当为char *安全进行严格的指针别名？ [英] When is char* safe for strict pointer aliasing?

问题描述

我一直在努力，也适用于字符指针理解严格别名规则。

I've been trying to understand the strict aliasing rules as they apply to the char pointer.

<一个href=\"http://www.cellperformance.com/mike_acton/2006/06/understanding_strict_aliasing.html#cast_to_char_pointer\"相对=nofollow>这里这说明：

它总是presumed是一个char *可以指向任何对象的别名。

It is always presumed that a char* may refer to an alias of any object.

好了，所以插座code的情况下，我可以这样做：

Ok so in the context of socket code, I can do this:

struct SocketMsg
{
   int a;
   int b;
};

int main(int argc, char** argv)
{
   // Some code...
   SocketMsg msgToSend;
   msgToSend.a = 0;
   msgToSend.b = 1;
   send(socket, (char*)(&msgToSend), sizeof(msgToSend);
};

不过，再有就是这句话

But then there's this statement

反过来是不正确的。铸造一个char *比一个char *以外的任何类型的指针解引用它通常是违反了严格别名规则。

The converse is not true. Casting a char* to a pointer of any type other than a char* and dereferencing it is usually in violation of the strict aliasing rule.

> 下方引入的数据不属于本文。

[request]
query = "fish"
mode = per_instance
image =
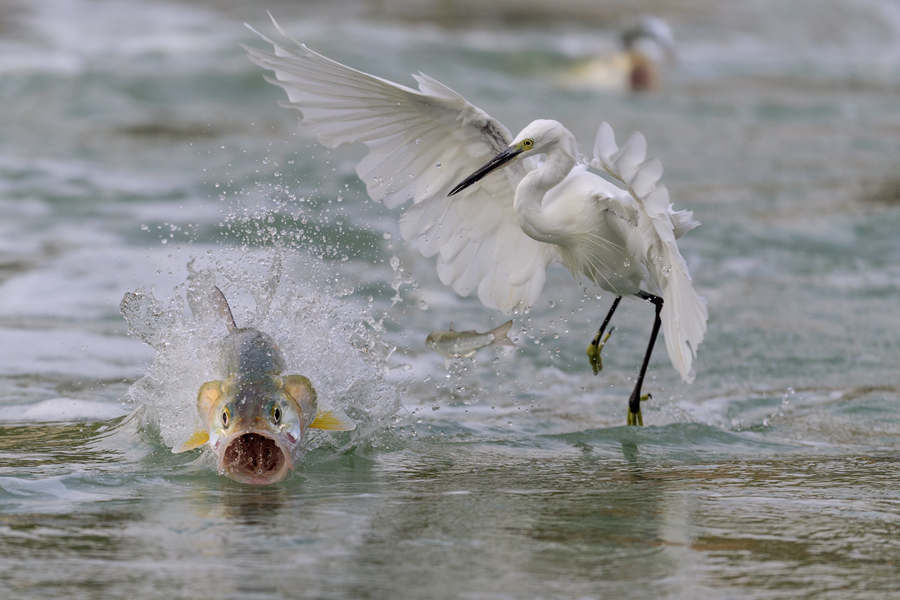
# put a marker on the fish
(461, 344)
(255, 418)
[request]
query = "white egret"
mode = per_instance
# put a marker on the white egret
(499, 236)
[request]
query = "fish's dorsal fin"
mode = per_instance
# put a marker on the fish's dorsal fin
(221, 304)
(329, 421)
(197, 440)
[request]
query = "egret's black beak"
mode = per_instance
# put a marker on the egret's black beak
(495, 163)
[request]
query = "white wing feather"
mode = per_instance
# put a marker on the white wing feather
(421, 143)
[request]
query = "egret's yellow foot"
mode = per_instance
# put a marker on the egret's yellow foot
(594, 349)
(635, 418)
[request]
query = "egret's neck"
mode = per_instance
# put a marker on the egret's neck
(560, 159)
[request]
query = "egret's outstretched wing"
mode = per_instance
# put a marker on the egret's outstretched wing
(421, 142)
(684, 312)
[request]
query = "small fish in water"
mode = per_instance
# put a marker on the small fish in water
(255, 417)
(456, 344)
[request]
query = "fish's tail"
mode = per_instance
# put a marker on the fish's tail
(500, 335)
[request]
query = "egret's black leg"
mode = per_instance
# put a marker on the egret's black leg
(595, 346)
(634, 402)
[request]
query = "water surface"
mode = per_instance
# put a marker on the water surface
(137, 138)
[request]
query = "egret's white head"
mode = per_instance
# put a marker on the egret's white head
(538, 137)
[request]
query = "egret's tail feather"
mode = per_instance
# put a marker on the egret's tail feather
(684, 312)
(684, 316)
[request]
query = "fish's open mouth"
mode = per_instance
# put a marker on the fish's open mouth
(254, 458)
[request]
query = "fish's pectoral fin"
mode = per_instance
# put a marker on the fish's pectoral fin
(302, 392)
(501, 335)
(197, 440)
(330, 421)
(209, 394)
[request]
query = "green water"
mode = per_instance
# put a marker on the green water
(137, 137)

这是否意味着，当我的recv字符数组，我不能reinter preT投一个struct，当我知道这个消息的结构：

Does this mean that when I recv a char array, I can't reinterpret cast to a struct when I know the structure of the message:

struct SocketMsgToRecv
{
    int a;
    int b;
};

int main()
{
    SocketMsgToRecv* pointerToMsg;
    char msgBuff[100];
    ...
    recv(socket, msgBuff, 100);
    // Ommiting make sure we have a complete message from the stream
    // but lets assume msgBuff[0]  has a complete msg, and lets interpret the msg

    // SAFE!?!?!?
    pointerToMsg = &msgBuff[0];

    printf("Got Msg: a: %i, b: %i", pointerToMsg->a, pointerToMsg->b);
}

将第二个例子不能工作，因为基类型是一个字符数组，我是铸造一个struct？你如何在严格的别名世界处理这种情况？

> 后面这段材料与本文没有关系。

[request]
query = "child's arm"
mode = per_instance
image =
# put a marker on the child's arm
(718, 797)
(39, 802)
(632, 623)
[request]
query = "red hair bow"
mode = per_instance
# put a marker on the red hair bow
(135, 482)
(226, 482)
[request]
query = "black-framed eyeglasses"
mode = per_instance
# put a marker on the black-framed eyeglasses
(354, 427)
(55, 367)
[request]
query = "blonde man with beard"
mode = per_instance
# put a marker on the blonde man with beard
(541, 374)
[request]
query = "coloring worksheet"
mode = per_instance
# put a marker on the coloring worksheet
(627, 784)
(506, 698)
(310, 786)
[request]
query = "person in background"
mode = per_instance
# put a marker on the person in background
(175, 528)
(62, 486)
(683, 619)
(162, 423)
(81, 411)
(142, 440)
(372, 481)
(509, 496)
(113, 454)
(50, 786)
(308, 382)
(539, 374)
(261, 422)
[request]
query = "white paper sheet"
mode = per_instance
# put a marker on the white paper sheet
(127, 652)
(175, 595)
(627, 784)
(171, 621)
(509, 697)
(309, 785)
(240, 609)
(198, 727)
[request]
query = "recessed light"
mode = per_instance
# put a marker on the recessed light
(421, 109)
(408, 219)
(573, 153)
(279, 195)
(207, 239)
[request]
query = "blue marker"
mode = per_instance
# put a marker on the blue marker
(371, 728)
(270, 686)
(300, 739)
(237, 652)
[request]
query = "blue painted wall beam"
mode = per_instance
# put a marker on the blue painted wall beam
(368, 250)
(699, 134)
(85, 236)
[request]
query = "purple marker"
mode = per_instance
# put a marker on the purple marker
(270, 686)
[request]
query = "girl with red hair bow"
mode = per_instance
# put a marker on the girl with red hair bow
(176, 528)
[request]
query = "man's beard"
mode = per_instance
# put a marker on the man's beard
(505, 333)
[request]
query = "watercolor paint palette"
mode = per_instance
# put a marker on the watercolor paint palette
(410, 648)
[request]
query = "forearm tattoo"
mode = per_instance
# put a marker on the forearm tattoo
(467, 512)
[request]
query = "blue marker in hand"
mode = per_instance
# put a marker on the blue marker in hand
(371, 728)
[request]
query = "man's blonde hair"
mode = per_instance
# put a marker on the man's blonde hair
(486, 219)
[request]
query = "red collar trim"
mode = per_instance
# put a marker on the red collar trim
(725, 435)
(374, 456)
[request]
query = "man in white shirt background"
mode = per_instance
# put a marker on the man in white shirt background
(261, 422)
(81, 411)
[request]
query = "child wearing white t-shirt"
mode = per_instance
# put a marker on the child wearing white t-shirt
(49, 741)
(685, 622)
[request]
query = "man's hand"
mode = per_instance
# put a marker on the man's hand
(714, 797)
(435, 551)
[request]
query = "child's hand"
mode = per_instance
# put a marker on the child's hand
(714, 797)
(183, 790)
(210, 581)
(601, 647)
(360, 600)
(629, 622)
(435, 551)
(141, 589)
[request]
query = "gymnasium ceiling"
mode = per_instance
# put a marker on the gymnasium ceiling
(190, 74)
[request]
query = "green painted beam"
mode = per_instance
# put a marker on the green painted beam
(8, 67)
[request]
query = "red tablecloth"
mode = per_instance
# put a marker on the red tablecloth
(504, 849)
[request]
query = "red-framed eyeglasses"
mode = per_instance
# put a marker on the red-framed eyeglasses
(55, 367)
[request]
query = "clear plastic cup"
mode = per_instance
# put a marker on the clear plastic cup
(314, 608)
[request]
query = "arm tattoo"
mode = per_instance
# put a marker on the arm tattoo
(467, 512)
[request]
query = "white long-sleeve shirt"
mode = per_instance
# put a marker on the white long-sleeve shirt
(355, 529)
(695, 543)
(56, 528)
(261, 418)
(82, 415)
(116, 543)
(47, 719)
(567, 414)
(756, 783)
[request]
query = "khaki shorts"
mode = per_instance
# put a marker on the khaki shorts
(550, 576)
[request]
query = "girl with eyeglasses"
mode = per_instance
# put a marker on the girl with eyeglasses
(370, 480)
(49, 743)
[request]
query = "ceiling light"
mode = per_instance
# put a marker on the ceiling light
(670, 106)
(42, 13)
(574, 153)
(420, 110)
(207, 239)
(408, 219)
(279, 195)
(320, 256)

Will this second example not work because the base type is a char array and I'm casting it to a struct? How do you handle this situation in a strictly aliased world?

推荐答案

重新@Adam罗森菲尔德：工会将实现对齐，只要字符*商开始了在做类似的事情。

Re @Adam Rosenfield: The union will achieve alignment so long as the supplier of the char* started out doing something similar.

这可能是有益的退后一步，搞清楚这是怎么一回事。

It may be useful to stand back and figure out what this is all about.

有混叠规则的基础是一个事实，即编译器可以将不同的简单类型上不同的存储器界限值，以提高在某些情况下，访问与该硬件可能需要这样的对齐，以便能够在所有使用指针。这也可以在结构显示，其中有各种不同大小的元素。该结构可以是一个很好的边界​​上开始了。此外，编译器仍然可以引入松弛叮咬在结构中的内部来完成需要它的结构元素的正确对齐。

The basis for the aliasing rule is the fact that compilers may place values of different simple types on different memory boundaries to improve access and that hardware in some cases may require such alignment to be able to use the pointer at all. This can also show up in structs where there is a variety of different-sized elements. The struct may be started out on a good boundary. In addition, the compiler may still introduce slack bites in the interior of the struct to accomplish proper alignment of the struct elements that require it.

考虑到编译器往往对如何控制这一切的处理，或不选择，你可以看到，有可能发生意外多方面的。这是特别重要的是要知道传递指针时，结构（转换为字符*或不）成汇编期待不同的排列公约库。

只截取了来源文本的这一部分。